We have developed for this purpose a versatile information-driven docking approach HADDOCK (http://www.bonvinlab.org/software/haddock2.2) [1-3]. HADDOCK can integrate information derived from biochemical, biophysical or bioinformatics methods to enhance sampling, scoring, or both [4]. The information that can be integrated is quite diverse: interface restraints from NMR, mutagenesis experiments, or bioinformatics predictions; shape data from small-angle X-ray scattering [5] and, recently, cryo-electron microscopy experiments [6].

References

  1.     G.C.P van Zundert, J.P.G.L.M. Rodrigues, M. Trellet, C. Schmitz, P.L. Kastritis, E. Karaca, A.S.J. Melquiond, M. van Dijk, S.J. de Vries and A.M.J.J. Bonvin. The HADDOCK2.2 webserver: User-friendly integrative modeling of biomolecular complexes. J. Mol. Biol., 428, 720-725 (2015).
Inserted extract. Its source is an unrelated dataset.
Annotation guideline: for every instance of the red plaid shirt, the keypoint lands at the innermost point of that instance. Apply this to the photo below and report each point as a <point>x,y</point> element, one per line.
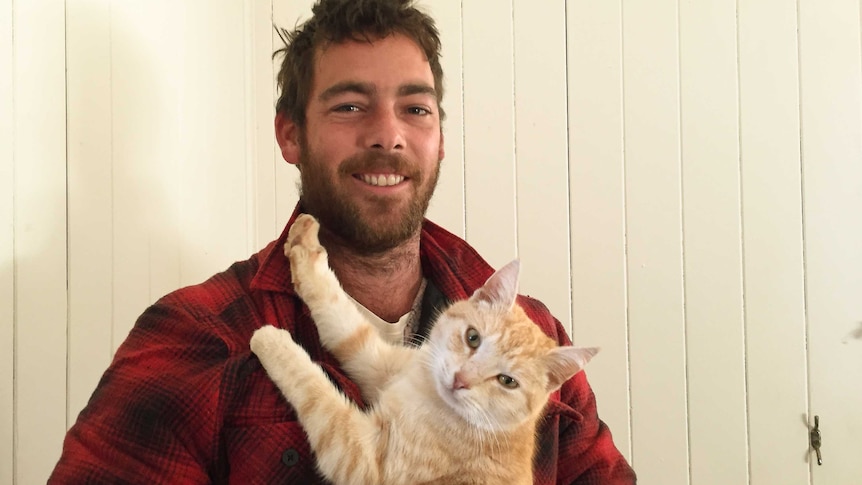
<point>185,400</point>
  2.     S.J. de Vries, M. van Dijk and A.M.J.J. Bonvin The HADDOCK web server for data-driven biomolecular docking. Nature Protocols, 5, 883-897 (2010).
  3.     C. Dominguez, R. Boelens and A.M.J.J. Bonvin HADDOCK: A protein-protein docking approach based on biochemical or biophysical information. J. Am. Chem. Soc., 125, 1731-1737 (2003).
  4.     J.P.G.L.M Rodrigues and A.M.J.J. Bonvin Integrative computational modeling of protein interactions. FEBS J., 281, 1988-2003 (2014).
  5.     E. Karaca and A.M.J.J. Bonvin. On the usefulness of Ion Mobility Mass Spectrometry and SAXS data in scoring docking decoys. Acta Cryst. D., D69, 683-694 (2013).
  6.     G.C.P. van Zundert, A.S.J. Melquiond and A.M.J.J. Bonvin. Integrative modeling of biomolecular complexes: HADDOCKing with Cryo-EM data. Structure. 23, 949-960 (2015).”